※洗米(せんまい、しんまい)は、洗った米をザルにあげ、乾燥させたものです。
昔は、トイレの糞尿を田んぼに撒いて肥料としたので、米も不浄とされ、神仏に捧げる場合は、洗いました。
日々お供えするべきものは、理想的には単なる「食べ物」ではなく「料理」
生米は料理ではないが、洗米は料理という理屈
今回 私はさいたま市の武蔵第六天神社にて頂きました。
★712年に記された日本最古の歴史書「古事記」には稲の起源がこう書かれています。
国産みを行ったイザナギとイザナミの間に穀物や食物、蚕の女神である大気都比売神(オオゲツヒメノカミ)が生まれました。
するとそこに、高天原(たかあまはら)で粗暴を働いた天照大御神の弟のスサノオが空腹のため食事をもらいオオゲツヒメノカミの所にやってきました。しかし、オオゲツヒメノカミは口や鼻などから食べ物を出していたため、ワザと穢していると勘違いしオオゲツヒメノカミを斬ってしまいました。
すると食物や蚕を司る女神であるため、頭から蚕が、両目からは稲、両耳から粟、鼻の両穴からは小豆、陰部からは麦、尻からは大豆が生まれたと記述されています。

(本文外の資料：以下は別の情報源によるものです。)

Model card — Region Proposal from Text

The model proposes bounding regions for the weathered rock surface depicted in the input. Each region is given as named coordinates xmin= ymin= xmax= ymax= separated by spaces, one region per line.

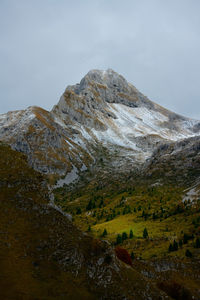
xmin=0 ymin=69 xmax=199 ymax=181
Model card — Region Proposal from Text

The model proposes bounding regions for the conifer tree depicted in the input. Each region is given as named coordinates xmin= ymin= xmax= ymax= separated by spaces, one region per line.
xmin=168 ymin=243 xmax=173 ymax=252
xmin=173 ymin=240 xmax=178 ymax=251
xmin=102 ymin=228 xmax=108 ymax=237
xmin=76 ymin=207 xmax=82 ymax=214
xmin=195 ymin=237 xmax=200 ymax=248
xmin=179 ymin=239 xmax=183 ymax=248
xmin=185 ymin=249 xmax=192 ymax=257
xmin=143 ymin=228 xmax=148 ymax=238
xmin=116 ymin=234 xmax=122 ymax=244
xmin=122 ymin=232 xmax=128 ymax=241
xmin=129 ymin=229 xmax=133 ymax=239
xmin=131 ymin=251 xmax=135 ymax=260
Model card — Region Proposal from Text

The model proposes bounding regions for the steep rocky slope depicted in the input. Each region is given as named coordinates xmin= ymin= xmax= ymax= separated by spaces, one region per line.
xmin=0 ymin=69 xmax=199 ymax=182
xmin=0 ymin=142 xmax=169 ymax=300
xmin=146 ymin=135 xmax=200 ymax=181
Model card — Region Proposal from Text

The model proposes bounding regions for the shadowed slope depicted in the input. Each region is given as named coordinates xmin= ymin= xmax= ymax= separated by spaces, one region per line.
xmin=0 ymin=143 xmax=167 ymax=299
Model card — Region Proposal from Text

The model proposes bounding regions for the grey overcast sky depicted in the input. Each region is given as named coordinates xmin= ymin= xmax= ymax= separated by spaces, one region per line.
xmin=0 ymin=0 xmax=200 ymax=119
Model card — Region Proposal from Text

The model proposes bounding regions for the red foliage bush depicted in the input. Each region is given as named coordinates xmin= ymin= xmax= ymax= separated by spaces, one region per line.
xmin=115 ymin=246 xmax=132 ymax=266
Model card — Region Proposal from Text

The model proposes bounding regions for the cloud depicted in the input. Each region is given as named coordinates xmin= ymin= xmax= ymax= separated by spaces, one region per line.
xmin=0 ymin=0 xmax=200 ymax=119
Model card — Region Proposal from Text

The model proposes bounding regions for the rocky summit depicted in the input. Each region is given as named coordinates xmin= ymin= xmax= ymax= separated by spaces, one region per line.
xmin=0 ymin=69 xmax=199 ymax=180
xmin=1 ymin=69 xmax=200 ymax=299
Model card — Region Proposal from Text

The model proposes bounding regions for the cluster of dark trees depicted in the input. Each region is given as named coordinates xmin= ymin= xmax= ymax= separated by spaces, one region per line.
xmin=168 ymin=234 xmax=193 ymax=252
xmin=168 ymin=240 xmax=179 ymax=252
xmin=168 ymin=234 xmax=200 ymax=256
xmin=116 ymin=228 xmax=148 ymax=244
xmin=116 ymin=229 xmax=134 ymax=244
xmin=86 ymin=195 xmax=105 ymax=211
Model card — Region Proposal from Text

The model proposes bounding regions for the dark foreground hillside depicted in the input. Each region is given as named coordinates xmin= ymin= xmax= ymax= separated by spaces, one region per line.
xmin=0 ymin=143 xmax=168 ymax=300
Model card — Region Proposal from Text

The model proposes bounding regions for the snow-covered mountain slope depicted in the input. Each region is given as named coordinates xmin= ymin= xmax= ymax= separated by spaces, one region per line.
xmin=0 ymin=69 xmax=199 ymax=180
xmin=0 ymin=106 xmax=92 ymax=175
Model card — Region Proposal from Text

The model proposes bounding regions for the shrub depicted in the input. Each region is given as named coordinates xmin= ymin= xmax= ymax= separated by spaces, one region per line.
xmin=115 ymin=246 xmax=132 ymax=266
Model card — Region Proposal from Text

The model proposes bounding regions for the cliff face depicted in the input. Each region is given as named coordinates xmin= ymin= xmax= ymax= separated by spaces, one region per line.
xmin=0 ymin=69 xmax=199 ymax=180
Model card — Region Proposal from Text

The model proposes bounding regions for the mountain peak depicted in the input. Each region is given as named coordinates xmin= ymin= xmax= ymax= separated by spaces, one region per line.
xmin=78 ymin=68 xmax=130 ymax=93
xmin=0 ymin=69 xmax=199 ymax=177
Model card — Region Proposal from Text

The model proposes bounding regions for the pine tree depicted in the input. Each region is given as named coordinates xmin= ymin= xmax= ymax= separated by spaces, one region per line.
xmin=179 ymin=239 xmax=183 ymax=248
xmin=76 ymin=207 xmax=82 ymax=214
xmin=195 ymin=237 xmax=200 ymax=248
xmin=129 ymin=229 xmax=133 ymax=239
xmin=116 ymin=234 xmax=122 ymax=244
xmin=102 ymin=228 xmax=108 ymax=237
xmin=168 ymin=243 xmax=173 ymax=252
xmin=173 ymin=240 xmax=178 ymax=251
xmin=183 ymin=233 xmax=189 ymax=244
xmin=143 ymin=228 xmax=148 ymax=238
xmin=122 ymin=232 xmax=128 ymax=241
xmin=99 ymin=199 xmax=104 ymax=208
xmin=131 ymin=251 xmax=135 ymax=260
xmin=86 ymin=200 xmax=92 ymax=210
xmin=185 ymin=249 xmax=192 ymax=257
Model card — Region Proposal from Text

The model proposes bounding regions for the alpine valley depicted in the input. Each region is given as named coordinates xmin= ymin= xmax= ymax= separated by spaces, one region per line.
xmin=0 ymin=69 xmax=200 ymax=299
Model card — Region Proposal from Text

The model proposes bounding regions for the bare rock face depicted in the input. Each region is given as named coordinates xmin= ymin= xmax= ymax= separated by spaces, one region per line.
xmin=145 ymin=135 xmax=200 ymax=182
xmin=0 ymin=106 xmax=93 ymax=176
xmin=52 ymin=69 xmax=158 ymax=129
xmin=0 ymin=69 xmax=199 ymax=180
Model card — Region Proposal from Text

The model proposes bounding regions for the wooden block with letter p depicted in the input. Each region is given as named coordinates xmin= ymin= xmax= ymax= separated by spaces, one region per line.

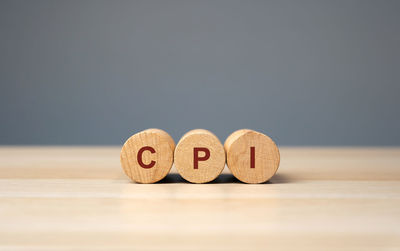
xmin=120 ymin=128 xmax=175 ymax=183
xmin=224 ymin=129 xmax=280 ymax=184
xmin=174 ymin=129 xmax=225 ymax=183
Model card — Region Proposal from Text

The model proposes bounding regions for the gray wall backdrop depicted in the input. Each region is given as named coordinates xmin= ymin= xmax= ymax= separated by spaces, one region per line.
xmin=1 ymin=0 xmax=399 ymax=146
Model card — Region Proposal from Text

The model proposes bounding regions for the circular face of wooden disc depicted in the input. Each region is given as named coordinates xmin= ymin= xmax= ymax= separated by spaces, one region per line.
xmin=224 ymin=129 xmax=280 ymax=184
xmin=120 ymin=129 xmax=175 ymax=184
xmin=174 ymin=129 xmax=226 ymax=184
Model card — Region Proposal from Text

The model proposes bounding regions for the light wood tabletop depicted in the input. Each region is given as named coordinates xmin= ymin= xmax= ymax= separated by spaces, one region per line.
xmin=0 ymin=147 xmax=399 ymax=250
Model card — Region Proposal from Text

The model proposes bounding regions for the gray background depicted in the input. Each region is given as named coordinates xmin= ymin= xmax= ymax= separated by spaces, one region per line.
xmin=1 ymin=0 xmax=399 ymax=146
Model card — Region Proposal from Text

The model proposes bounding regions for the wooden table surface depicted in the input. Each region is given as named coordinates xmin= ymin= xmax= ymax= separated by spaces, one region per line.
xmin=0 ymin=147 xmax=399 ymax=250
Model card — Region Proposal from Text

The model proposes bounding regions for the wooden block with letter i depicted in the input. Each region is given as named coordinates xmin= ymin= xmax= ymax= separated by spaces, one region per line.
xmin=174 ymin=129 xmax=225 ymax=183
xmin=120 ymin=128 xmax=175 ymax=183
xmin=224 ymin=129 xmax=280 ymax=184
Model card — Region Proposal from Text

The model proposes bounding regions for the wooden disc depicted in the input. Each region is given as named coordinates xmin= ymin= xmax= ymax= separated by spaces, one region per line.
xmin=174 ymin=129 xmax=225 ymax=183
xmin=120 ymin=129 xmax=175 ymax=184
xmin=224 ymin=129 xmax=280 ymax=184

それを種として拾い上げたのが、古事記の中で三番目に産まれたとされる神様である
神産巣日神(カミムスヒカミ)です。
その後、天照大御神(アマテラスオオミカミ)が高天原で自ら作った稲を、瓊瓊杵尊(ニニギノミコト)に渡して、豊葦原中国(とよあしはらのなかつくに)つまり今の日本の国土に稲作を広めて国を拓きなさいという命を受けて普及させたと記されています。
★日本書紀(720年)においては
同様の説話が神産みの第十一の一書に月夜見尊(月読命・つくよみ)と保食神(うけもち)の話として出てくる。

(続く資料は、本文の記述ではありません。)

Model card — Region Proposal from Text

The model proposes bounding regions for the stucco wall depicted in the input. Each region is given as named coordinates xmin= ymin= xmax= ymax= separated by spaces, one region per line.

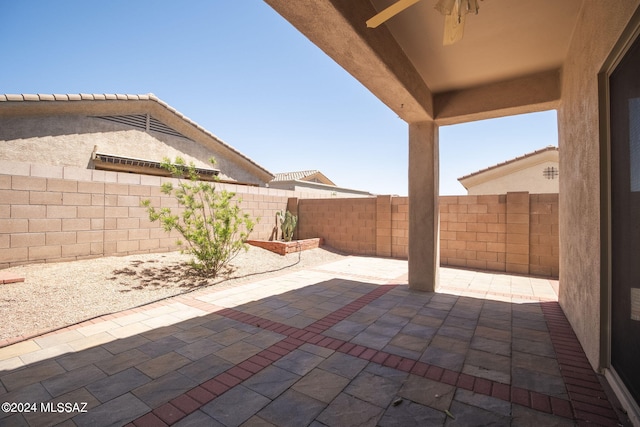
xmin=467 ymin=161 xmax=559 ymax=195
xmin=559 ymin=0 xmax=640 ymax=369
xmin=0 ymin=115 xmax=264 ymax=186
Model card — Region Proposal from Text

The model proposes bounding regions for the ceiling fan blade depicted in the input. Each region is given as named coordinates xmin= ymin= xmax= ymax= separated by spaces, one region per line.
xmin=442 ymin=1 xmax=466 ymax=45
xmin=366 ymin=0 xmax=421 ymax=28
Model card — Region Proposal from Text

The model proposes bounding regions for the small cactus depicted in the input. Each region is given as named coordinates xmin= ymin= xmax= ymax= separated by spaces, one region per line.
xmin=277 ymin=210 xmax=298 ymax=242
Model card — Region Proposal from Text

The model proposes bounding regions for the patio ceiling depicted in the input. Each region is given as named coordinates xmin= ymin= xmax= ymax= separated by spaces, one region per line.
xmin=265 ymin=0 xmax=584 ymax=124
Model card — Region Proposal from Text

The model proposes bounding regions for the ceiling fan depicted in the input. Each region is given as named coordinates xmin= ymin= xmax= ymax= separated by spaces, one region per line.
xmin=366 ymin=0 xmax=482 ymax=45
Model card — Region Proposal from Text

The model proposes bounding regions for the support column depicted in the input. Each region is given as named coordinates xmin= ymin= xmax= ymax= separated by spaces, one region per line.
xmin=408 ymin=121 xmax=440 ymax=291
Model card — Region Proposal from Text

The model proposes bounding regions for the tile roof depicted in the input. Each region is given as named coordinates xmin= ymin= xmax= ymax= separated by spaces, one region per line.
xmin=272 ymin=170 xmax=322 ymax=182
xmin=458 ymin=145 xmax=558 ymax=181
xmin=0 ymin=93 xmax=273 ymax=180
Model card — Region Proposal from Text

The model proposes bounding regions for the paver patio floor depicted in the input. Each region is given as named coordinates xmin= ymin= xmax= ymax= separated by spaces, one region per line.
xmin=0 ymin=256 xmax=627 ymax=426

天照大神はツクヨミに、葦原中国にいるウケモチという神を見てくるよう命じた。ツクヨミがウケモチの所へ行くと、ウケモチは、口から米飯、魚、毛皮の動物を出し、それらでツクヨミをもてなした。ツクヨミは汚らわしいと怒り、ウケモチを斬ってしまった。それを聞いたアマテラスは怒り、もうツクヨミとは会いたくないと言った。それで太陽と月は昼と夜とに別れて出るようになったのである。

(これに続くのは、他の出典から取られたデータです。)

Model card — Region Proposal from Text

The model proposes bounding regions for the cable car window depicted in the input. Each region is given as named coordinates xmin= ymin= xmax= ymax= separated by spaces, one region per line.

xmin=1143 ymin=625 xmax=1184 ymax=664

アマテラスがウケモチの所に天熊人(あめのくまひと)を遣すと、ウケモチは死んでいた。保食神の亡骸の頭から牛馬、額から粟、眉から蚕、目から稗、腹から稲、陰部から麦・大豆・小豆が生まれた。アメノクマヒトがこれらを全て持ち帰ると、アマテラスは喜び、民が生きてゆくために必要な食物だとしてこれらを田畑の種とした。
昔から米を含む穀物は「命の糧」であり、国の基盤となる大切な作物だったため、豊かな国の実現と民の幸福を実現するために、神へ豊作への祈りが捧げられるようになり、そこから祭りや年間行事、伝統芸能の多くが誕生したのでしょう。
宮中祭祀も稲作と深いつながりがあり、毎年11月23日に皇居で行われる新嘗祭(にいなめさい、にいなめのまつり、しんじょうさい)は、天皇が稲の収穫に感謝して翌年の豊作を祈る祭りで、その年に採れた米などの穀物やお酒を神に供え その後 供えたものを神と一緒に食すと言うもの。
日本人の生活様式や文化とお米が密接に関係しているのが分かりますね。